Com a restrita presença de advogados e de familiares das vítimas, o depoimento foi longo, ocorreu entre 13h30 e 23h. Só tarde da noite o militar confessou os crimes. A audiência foi tensa em alguns momentos, com acareações, bate bocas e intimidações.

O militar, que era capitão à época, mas tido como o principal algoz da Guerrilha, confessou ter matado os guerrilheiros Antônio Theodoro Castro, codinome Raul, e Cilon Cunha Brun, o Simão. Mandou um capataz enterrar os corpos e indicou à juíza a localização atual.

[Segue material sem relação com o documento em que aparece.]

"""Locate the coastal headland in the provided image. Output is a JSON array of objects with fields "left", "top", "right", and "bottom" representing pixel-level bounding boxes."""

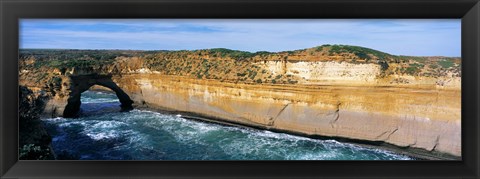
[{"left": 19, "top": 45, "right": 461, "bottom": 159}]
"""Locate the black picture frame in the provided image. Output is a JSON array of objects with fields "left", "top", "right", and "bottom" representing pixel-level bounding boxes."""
[{"left": 1, "top": 0, "right": 479, "bottom": 178}]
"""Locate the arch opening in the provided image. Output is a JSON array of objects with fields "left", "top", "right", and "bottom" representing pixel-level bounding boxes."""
[
  {"left": 63, "top": 75, "right": 133, "bottom": 118},
  {"left": 78, "top": 86, "right": 121, "bottom": 116}
]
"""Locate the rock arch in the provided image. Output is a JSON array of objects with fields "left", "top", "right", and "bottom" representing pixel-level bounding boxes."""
[{"left": 62, "top": 74, "right": 133, "bottom": 118}]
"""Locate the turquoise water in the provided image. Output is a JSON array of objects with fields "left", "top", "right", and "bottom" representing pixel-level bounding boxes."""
[{"left": 42, "top": 91, "right": 413, "bottom": 160}]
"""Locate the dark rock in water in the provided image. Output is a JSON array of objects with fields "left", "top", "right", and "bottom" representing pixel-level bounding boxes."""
[{"left": 19, "top": 86, "right": 55, "bottom": 160}]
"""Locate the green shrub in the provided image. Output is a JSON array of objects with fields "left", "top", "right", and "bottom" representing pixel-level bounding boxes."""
[
  {"left": 429, "top": 64, "right": 439, "bottom": 69},
  {"left": 378, "top": 61, "right": 389, "bottom": 71},
  {"left": 207, "top": 48, "right": 254, "bottom": 59},
  {"left": 438, "top": 60, "right": 455, "bottom": 68},
  {"left": 237, "top": 72, "right": 247, "bottom": 77},
  {"left": 254, "top": 51, "right": 273, "bottom": 56},
  {"left": 328, "top": 45, "right": 391, "bottom": 60},
  {"left": 410, "top": 63, "right": 424, "bottom": 68},
  {"left": 405, "top": 66, "right": 420, "bottom": 75}
]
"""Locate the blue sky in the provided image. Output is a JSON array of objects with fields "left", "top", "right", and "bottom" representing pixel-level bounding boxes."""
[{"left": 20, "top": 19, "right": 461, "bottom": 57}]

No depoimento, Curió alegou que a dupla tentou fugir e foi abatida a tiros – na sua tese, não houve execução.

Embora o militar esteja amparado pela anistia, as revelações do depoimento vão nortear várias decisões da Justiça a respeito das buscas de desaparecidos e desencadear mudanças editoriais nas obras já publicadas até agora.

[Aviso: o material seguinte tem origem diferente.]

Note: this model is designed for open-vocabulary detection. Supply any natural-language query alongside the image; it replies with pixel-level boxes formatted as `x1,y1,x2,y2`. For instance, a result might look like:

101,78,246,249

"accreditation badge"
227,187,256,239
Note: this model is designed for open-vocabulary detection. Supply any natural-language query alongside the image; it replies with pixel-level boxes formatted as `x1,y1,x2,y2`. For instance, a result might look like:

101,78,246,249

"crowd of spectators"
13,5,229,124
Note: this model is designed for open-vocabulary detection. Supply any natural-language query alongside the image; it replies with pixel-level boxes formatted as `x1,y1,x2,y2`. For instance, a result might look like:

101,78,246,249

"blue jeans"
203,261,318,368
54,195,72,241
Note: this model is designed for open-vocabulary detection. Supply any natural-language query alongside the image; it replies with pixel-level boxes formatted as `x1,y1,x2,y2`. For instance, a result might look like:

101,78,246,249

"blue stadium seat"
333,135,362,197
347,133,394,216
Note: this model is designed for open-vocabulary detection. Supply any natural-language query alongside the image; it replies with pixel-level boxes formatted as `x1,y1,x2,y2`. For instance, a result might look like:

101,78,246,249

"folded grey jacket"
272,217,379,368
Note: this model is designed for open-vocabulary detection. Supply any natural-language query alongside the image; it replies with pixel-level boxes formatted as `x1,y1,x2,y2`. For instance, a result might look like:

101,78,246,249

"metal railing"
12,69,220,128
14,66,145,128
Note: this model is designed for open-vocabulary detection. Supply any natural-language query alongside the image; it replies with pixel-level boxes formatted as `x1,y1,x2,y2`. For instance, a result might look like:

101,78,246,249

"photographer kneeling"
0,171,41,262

Curió foi o mais temido militar atuante na região do Araguaia durante o regime. Era capitão das tropas que aniquilaram a guerrilha. Ganhou fama desde então, e ascendeu na hierarquia militar chegando às patentes de major e tenente-coronel. Com esta patente controlou na década de 80 o garimpo de Serra Pelada (PA) e fundou uma cidade que leva o seu nome, Curionópolis (PA).

A juíza preparou um questionário, assim como outros dois procuradores do MPF, Felipe Fritz e Ivan Marx, que vêm estudando o caso, há meses.

Anistia

A Corte Interamericana de Direitos Humanos concluiu que o Brasil é responsável pelo desaparecimento de 62 pessoas entre os anos de 1972 e 1974, durante a Guerrilha do Araguaia. Ela afirmou que as disposições da Lei de Anistia brasileira, que impedem a investigação e punição de violações contra os direitos humanos, são incompatíveis com a Convenção Americana dos Direitos Humanos.

Ou seja, a Lei da Anistia vai contra um documento internacional assinado pelo Brasil e que o país deve respeitar. O tribunal, vinculado à Organização dos Estados Americanos (OEA), concluiu também que o país é responsável pela violação do direito à integridade pessoal de familiares das vítimas, em razão do sofrimento pela falta de investigações efetivas para o esclarecimento dos fatos.